Les principales recommandations résident dans la création d'une institution nationale compétente en matière de droits de l'Homme conforme aux Principes de Paris, la garantie que toute plainte pour torture ou mauvais traitement fasse l'objet d'une d'enquête dans les plus brefs délais, la révision de la loi antiterroriste en vue d'abroger les articles prévoyant la peine capitale pour sanctionner les crimes terroristes, la révision de la législation sur les tribunaux militaires pour assurer que le système de justice militaire est seulement compétent pour juger des militaires qui ont commis des infractions militaires, la réactivation de la protection offerte aux journalistes lors de l'exercice de leurs fonctions, la garantie de leur droit d'accéder à l'information et la protection de leurs sources, l'harmonisation de l'arsenal juridique avec la nouvelle Constitution et la tenue immédiate d'enquêtes impartiales et sérieuses sur les agressions contre les défenseurs des droits de l'Homme. Néanmoins, l'une des questions les plus importantes reste l'accélération de la mise en place des instances judiciaires, à savoir le Conseil supérieur de la magistrature et le Conseil constitutionnel, pour garantir l'indépendance de la justice, qui est le garant des droits et libertés, car il ne faut pas oublier que la dictature s'est appuyée sur la police et aussi sur le pouvoir judiciaire pour confisquer ces derniers.
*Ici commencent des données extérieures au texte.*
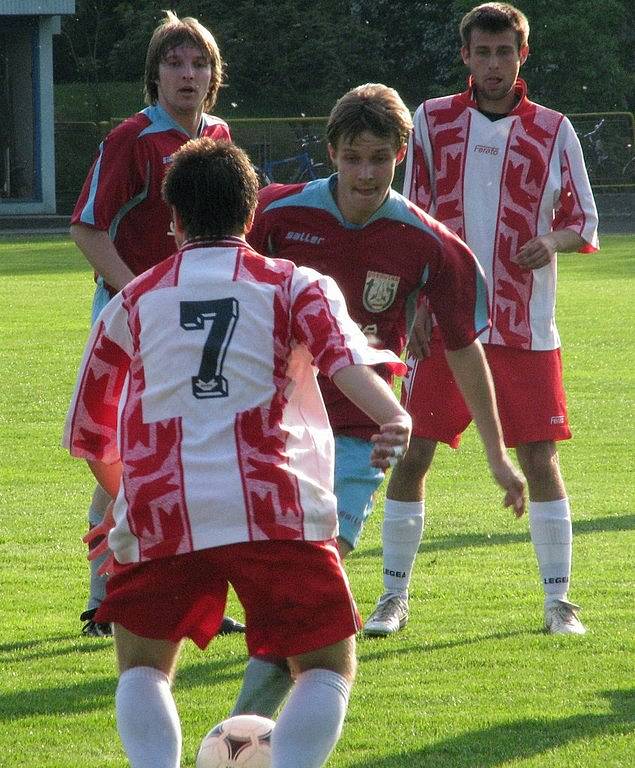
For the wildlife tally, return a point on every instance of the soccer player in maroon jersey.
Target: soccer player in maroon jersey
(120, 223)
(198, 410)
(507, 175)
(384, 253)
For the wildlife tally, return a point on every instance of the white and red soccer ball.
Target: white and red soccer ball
(243, 741)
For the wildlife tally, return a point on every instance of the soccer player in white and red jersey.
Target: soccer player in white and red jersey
(198, 410)
(120, 222)
(383, 252)
(508, 176)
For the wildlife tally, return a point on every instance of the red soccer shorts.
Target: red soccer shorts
(529, 393)
(295, 594)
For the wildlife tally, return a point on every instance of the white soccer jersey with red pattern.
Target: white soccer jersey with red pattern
(498, 184)
(200, 376)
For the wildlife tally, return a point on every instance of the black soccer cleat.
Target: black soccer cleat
(93, 628)
(229, 626)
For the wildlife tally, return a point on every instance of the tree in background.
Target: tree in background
(297, 56)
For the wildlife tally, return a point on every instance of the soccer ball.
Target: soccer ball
(243, 741)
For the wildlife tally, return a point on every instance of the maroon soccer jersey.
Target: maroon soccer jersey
(380, 267)
(122, 192)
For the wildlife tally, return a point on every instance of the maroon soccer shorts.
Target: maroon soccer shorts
(295, 594)
(529, 393)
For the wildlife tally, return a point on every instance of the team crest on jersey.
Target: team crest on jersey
(379, 291)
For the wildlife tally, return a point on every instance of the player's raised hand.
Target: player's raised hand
(98, 538)
(419, 340)
(513, 483)
(390, 444)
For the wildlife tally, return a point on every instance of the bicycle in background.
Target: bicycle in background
(296, 168)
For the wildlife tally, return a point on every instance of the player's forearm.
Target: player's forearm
(474, 379)
(101, 253)
(107, 475)
(370, 393)
(565, 240)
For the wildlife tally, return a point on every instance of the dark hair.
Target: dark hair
(214, 188)
(171, 33)
(371, 107)
(495, 17)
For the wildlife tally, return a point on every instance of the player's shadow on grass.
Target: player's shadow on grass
(382, 647)
(516, 740)
(96, 693)
(464, 540)
(47, 647)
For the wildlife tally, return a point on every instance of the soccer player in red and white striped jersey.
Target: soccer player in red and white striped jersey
(507, 175)
(120, 223)
(198, 409)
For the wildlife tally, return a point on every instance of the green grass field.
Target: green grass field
(472, 682)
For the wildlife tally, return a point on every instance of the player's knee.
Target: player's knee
(339, 657)
(539, 461)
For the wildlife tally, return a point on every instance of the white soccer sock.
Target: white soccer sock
(401, 535)
(311, 722)
(265, 686)
(550, 527)
(147, 720)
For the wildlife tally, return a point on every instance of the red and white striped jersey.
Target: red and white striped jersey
(498, 184)
(201, 376)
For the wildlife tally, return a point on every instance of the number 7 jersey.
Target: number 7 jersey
(201, 377)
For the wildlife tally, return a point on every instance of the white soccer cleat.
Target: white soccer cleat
(561, 618)
(390, 615)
C'est pourquoi nous appelons toutes les parties en litige à essayer de rapprocher leurs points de vue afin de débloquer la situation.
Outre la dénonciation de la répression et de l'incrimination des mouvements sociaux, quelles sont les autres décisions prises par le Conseil national de la Ligue ?
En premier lieu, nous avons procédé à l'adoption d'un nouveau règlement intérieur, en vue de restructurer la Ligue par l'élaboration de conceptions modernistes, la mise en place d'un directeur exécutif, et la création de nouveaux départements qui soient gérés par des compétences. Seulement, il manque le budget de fonctionnement qui est en chute effrénée compte tenu de l'ampleur de nos engagements financiers.
Nous exprimons notre désappointement devant le silence du gouvernement face à la revendication de notre droit aux subventions publiques et lui imputons la responsabilité de toutes les conséquences qui découleraient de l'impuissance financière de la Ligue. Je tiens à rappeler que la ligue a reçu le 1/5 des subventions, à savoir 20 mille dinars, avant le congrès, après nous avoir promis d'assurer, ultérieurement, le versement du montant restant, c'est-à-dire 80 mille dinars, mais cette promesse n'a pas été honorée jusqu'à ce jour. Dans les jours qui viennent, une rencontre avec M. le président de la République est prévue pour lui demander de résoudre cette difficulté. Ce financement est indispensable pour que la première ligue des droits de l'Homme aussi bien à l'échelle arabe que sur le plan africain puisse se moderniser et continuer à rayonner par la propagation des droits et libertés dans tous les domaines et la défense des victimes, et à être une force de propositions. On rappelle aux amnésiques que la Ligue a été primée par le Nobel et qu'il y va donc de l'image de la Tunisie. Le gouvernement est appelé à assumer pleinement ses responsabilités à ce niveau et à agir au plus vite, d'autant plus que dans quelques mois, la Ligue ne pourra plus honorer ses engagements financiers de base.